Athena, terzo lungometraggio per il regista e videomaker francese Romain Gavras (qui il trailer), è un’esperienza folgorante. Il film – realizzato per Netflix e in concorso alla 79esima Mostra internazionale d’arte cinematografica di Venezia – è co-sceneggiato con Ladj Ly, autore del sovversivo (e bellissimo) I miserabili del 2019, ed è proprio il microcosmo delle banlieue parigine a darsi nuovamente come il vero protagonista del racconto.

A metà tra film di denuncia sociale e parabola universale, Athena raccoglie un’idea diffusa nel cinema europeo contemporaneo (specialmente francese), ossia la rappresentazione di un preciso disagio post-globalizzazione, individuando però una chiave di lettura differente e di profondo impatto. Il punto di partenza del film è la morte del fratellino del poliziotto Abdel e del giovane Karim, vittima di un presunto scontro con la polizia. Il tragico evento rappresenta la goccia che fa traboccare il vaso, portando progressivamente al culmine le tensioni tra i ragazzi della banlieue Athena e la polizia, dando così il via ad un effetto domino irrefrenabile che non potrà che condurre alla guerriglia più dura e cruda.

Il registro estetico è quello urbano alla Gomorra (la serie) ma portato visivamente all’estremo, tra virtuosismi registici spettacolari e piani sequenza al cardiopalma, mentre la natura del racconto richiama da vicino, oltre che I miserabili, anche il danese Shorta. Athena, tuttavia, si spinge più in là: lo scenario tratteggiato da Romain Gavras e Ladj Ly, infatti, si allontana facilmente dai confini spaziali che lo legano principalmente alla sfera francese per proporsi come una vera e propria metafora globale.
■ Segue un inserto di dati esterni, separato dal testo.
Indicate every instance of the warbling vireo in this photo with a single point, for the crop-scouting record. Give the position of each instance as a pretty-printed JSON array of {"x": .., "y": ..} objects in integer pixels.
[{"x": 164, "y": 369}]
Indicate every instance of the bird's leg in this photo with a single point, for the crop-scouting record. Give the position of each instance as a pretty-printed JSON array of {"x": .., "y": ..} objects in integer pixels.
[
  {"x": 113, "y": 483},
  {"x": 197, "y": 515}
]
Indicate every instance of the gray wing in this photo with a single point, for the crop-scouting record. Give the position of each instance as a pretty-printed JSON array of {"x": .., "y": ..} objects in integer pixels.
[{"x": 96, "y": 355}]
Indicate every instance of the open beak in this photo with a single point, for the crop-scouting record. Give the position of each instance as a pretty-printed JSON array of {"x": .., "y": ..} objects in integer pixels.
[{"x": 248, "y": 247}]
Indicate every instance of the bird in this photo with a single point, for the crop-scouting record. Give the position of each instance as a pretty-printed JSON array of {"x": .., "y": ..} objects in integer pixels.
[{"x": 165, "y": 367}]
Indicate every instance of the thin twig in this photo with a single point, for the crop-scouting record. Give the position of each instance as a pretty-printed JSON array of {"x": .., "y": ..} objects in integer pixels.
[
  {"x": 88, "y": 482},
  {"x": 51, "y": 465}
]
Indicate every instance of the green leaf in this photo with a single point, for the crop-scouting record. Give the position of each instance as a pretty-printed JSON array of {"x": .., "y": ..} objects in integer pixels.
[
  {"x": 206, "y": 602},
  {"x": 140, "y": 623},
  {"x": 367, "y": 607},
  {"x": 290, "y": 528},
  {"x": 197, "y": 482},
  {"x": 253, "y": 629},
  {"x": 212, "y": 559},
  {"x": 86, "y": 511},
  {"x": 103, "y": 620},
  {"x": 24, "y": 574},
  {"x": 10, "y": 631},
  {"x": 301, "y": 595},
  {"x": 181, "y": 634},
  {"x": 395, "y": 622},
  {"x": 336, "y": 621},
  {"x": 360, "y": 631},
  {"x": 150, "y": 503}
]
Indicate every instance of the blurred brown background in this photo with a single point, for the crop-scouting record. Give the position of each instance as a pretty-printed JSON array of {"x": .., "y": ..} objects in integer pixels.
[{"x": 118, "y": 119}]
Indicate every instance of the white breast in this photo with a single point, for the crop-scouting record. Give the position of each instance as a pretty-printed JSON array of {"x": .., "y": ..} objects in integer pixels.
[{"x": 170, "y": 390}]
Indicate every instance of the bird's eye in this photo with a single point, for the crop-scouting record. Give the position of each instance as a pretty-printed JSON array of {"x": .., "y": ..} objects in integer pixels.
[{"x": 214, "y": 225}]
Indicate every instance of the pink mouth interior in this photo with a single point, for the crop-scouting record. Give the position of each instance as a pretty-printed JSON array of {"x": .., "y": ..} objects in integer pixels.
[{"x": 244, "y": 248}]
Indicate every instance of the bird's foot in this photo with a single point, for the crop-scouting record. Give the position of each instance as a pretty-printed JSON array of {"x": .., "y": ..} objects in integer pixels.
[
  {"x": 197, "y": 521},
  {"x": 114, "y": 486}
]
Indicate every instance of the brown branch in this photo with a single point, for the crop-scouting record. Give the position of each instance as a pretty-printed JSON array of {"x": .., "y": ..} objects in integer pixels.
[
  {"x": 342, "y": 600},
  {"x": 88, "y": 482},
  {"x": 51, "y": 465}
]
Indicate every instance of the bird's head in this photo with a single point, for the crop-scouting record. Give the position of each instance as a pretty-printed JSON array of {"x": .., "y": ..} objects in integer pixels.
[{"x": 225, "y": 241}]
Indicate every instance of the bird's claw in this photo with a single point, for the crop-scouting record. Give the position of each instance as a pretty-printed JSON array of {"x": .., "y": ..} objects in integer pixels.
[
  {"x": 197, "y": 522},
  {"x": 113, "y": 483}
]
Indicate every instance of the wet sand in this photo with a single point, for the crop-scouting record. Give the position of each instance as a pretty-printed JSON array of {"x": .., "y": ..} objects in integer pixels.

E, soprattutto, Athena è una dichiarazione politica enorme, una totale denuncia nei confronti dei reali responsabili che si celano dietro all’emergere di certe dinamiche, gli sfruttatori del disagio pubblico, nonché gli aizzatori dell’odio che per portare avanti i propri interessi si cibano del dolore e del risentimento altrui. In quanto «moderna tragedia greca» (così l’hanno definita Romain Gavras e Ladj Ly), il destino dei personaggi di Athena è segnato da fili invisibili tracciati dai veri dominatori del caos, in un contesto dove l’amore familiare e qualsiasi idea di giustizia cessano di avere alcun significato, perché in realtà è tutto già scritto e determinato.
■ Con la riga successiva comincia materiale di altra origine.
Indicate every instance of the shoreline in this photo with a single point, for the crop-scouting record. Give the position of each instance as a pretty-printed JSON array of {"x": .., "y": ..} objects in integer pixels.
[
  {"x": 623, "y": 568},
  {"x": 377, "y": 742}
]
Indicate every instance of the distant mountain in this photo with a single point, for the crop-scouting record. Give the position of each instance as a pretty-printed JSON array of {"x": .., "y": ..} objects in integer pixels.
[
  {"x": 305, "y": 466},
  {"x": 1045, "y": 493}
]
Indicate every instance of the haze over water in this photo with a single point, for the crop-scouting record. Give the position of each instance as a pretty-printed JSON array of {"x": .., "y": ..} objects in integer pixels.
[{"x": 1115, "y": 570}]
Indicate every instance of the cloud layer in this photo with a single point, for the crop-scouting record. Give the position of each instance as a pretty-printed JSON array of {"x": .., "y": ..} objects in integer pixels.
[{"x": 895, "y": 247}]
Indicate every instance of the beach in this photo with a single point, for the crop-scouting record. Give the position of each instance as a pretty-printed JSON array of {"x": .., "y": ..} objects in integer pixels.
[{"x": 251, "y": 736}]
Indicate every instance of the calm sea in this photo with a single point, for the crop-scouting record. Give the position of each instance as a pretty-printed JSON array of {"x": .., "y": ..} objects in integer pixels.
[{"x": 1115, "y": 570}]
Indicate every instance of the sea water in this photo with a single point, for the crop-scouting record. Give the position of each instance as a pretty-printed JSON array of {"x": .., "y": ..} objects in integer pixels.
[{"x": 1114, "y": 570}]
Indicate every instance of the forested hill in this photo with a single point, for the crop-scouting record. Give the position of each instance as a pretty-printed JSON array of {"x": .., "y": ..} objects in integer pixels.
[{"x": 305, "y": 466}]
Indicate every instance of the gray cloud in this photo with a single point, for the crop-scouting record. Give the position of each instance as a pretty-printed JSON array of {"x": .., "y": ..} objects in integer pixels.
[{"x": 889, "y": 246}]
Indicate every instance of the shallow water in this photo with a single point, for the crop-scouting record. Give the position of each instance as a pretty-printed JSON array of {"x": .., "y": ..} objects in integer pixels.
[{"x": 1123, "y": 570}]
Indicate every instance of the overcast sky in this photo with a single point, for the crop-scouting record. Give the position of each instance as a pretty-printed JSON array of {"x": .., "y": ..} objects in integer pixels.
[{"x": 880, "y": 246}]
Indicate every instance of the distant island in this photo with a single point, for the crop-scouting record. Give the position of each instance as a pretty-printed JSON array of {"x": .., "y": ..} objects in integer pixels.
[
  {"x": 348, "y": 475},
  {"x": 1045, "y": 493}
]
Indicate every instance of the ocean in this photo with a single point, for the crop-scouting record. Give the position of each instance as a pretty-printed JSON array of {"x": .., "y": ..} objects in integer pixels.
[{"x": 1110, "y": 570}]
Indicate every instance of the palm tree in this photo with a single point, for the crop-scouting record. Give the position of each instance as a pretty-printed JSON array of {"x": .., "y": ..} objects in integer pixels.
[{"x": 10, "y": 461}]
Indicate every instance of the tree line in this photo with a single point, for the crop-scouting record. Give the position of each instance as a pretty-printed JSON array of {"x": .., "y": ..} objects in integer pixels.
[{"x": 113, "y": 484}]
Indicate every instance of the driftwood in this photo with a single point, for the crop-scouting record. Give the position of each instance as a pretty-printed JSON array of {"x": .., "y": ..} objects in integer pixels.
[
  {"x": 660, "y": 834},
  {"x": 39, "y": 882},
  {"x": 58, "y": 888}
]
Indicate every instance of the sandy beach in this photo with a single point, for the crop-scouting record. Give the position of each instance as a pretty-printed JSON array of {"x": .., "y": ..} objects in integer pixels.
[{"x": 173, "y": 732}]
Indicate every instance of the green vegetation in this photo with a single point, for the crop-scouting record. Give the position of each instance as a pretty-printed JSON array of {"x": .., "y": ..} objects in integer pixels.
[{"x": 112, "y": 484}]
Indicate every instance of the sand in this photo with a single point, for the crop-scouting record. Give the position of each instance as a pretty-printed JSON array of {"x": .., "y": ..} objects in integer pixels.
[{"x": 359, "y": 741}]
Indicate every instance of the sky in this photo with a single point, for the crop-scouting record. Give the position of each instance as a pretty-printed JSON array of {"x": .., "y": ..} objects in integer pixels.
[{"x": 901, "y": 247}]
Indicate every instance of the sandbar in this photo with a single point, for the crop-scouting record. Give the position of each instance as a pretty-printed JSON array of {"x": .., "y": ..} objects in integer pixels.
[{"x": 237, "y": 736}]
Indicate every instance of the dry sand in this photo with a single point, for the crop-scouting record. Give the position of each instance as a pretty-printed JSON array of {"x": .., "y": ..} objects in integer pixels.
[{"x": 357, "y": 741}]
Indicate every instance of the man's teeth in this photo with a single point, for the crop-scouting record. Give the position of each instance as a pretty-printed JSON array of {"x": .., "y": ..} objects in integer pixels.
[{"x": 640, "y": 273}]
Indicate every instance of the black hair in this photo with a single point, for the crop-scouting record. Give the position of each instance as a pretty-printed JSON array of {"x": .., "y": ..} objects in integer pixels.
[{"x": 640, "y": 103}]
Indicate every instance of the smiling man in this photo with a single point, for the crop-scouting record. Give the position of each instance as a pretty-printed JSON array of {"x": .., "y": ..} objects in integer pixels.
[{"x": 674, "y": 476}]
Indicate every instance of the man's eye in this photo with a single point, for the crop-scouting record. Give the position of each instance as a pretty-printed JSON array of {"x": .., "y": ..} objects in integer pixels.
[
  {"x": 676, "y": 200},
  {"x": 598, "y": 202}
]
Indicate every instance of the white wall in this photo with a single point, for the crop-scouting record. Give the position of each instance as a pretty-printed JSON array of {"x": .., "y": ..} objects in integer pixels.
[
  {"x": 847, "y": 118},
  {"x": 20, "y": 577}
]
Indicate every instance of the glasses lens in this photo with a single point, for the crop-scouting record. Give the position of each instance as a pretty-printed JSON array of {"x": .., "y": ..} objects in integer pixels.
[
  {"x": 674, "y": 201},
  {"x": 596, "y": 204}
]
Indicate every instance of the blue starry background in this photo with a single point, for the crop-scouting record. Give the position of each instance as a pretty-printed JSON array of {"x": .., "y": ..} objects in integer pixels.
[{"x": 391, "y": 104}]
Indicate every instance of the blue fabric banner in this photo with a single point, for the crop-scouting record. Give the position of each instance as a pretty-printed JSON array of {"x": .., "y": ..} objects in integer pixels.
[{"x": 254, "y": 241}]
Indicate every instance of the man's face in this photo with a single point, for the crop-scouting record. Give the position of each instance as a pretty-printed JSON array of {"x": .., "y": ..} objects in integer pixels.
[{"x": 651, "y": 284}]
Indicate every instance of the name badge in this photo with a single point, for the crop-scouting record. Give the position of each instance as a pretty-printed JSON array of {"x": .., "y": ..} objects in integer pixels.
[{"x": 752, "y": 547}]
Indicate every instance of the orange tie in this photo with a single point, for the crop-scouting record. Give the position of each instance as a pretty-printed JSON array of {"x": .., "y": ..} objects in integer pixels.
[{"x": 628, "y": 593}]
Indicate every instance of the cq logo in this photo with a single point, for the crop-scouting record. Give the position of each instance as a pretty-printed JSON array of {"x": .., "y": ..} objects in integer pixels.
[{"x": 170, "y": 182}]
Tra sequenze d’azione over the top, cori impetuosi (un altro rimando alla cultura greca antica) e parallelismi con la realtà, Athena si afferma come lo specchio effettivo di una tragedia più ampia e reale, che risiede là fuori, al di là dei confini dello schermo, plasmandosi giorno dopo giorno e annidandosi tra le pieghe della quotidianità, nei discorsi di tutti i giorni, nelle battaglie (giuste o sbagliate che siano), nelle questioni politiche e non. Athena è il riflesso e il simbolo di una guerra che è già in corso, una guerra che riguarda tutti noi e che, prima ancora che sul campo, si combatte sul profilo delle idee.